Informative & Fun: James Owen Weatherall's Physics Of Wall Street Is A Hit
What's important to note, however, is that these models—mathematical, economic, or science-based—are not fool-proof. The Telegraph review makes note of Weatherall's keen perception of this important fact—that models of anything are approximations and must be treated as such. As Weatherall explains in an opinion piece in The Financial Times, investors blamed the math behind a portfolio insurance model for major market crashes. However, he is quick to note that blaming math models is an easy way out. "The trouble with [mathematical] models arises not because they can sometimes fail but because they are often built in ways that force us to trust them implicitly," he says. You should use these models—such as the Black-Scholes model associated with portfolio insurance—as a tool in your strategy. But, Weatherall warns, it should never be the whole story. As these models were designed to operate on normal trading scenarios, should a market go haywire—you need to be prepared with other strategies to prevent a massive crash.

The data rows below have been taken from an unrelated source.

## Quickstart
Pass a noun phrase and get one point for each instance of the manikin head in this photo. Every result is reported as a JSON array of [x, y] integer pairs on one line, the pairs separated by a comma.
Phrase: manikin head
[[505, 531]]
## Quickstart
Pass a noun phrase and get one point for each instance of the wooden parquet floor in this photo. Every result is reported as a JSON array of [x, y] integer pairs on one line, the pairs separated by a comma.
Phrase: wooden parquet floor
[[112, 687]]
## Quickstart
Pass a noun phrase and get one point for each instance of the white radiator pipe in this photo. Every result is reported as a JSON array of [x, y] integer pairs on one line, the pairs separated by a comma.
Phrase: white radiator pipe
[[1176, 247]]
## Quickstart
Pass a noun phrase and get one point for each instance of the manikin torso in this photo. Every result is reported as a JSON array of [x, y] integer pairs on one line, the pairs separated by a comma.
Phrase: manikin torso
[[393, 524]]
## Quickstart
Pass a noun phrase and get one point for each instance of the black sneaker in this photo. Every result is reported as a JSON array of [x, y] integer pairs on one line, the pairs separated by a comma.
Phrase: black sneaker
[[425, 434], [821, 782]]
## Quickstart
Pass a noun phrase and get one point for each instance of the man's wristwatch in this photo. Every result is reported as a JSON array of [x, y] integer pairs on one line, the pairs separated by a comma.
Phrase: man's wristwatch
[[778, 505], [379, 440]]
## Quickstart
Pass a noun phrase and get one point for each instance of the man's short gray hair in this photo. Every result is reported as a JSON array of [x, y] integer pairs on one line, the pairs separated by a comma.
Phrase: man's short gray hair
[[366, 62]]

In his book and his captivating talks, Weatherall provides an accessible account of the forces that shapes today's financial markets. He also presents a unique perspective on the way these markets operate today, and uncovers the intriguing connection between physics and Wall Street stock markets. With a knack for making the complex superbly comprehensible, Weatherall (a physicist, philosopher, and mathematician) shows us how we can use these new discoveries to strengthen our economic models and stabilize Wall Street.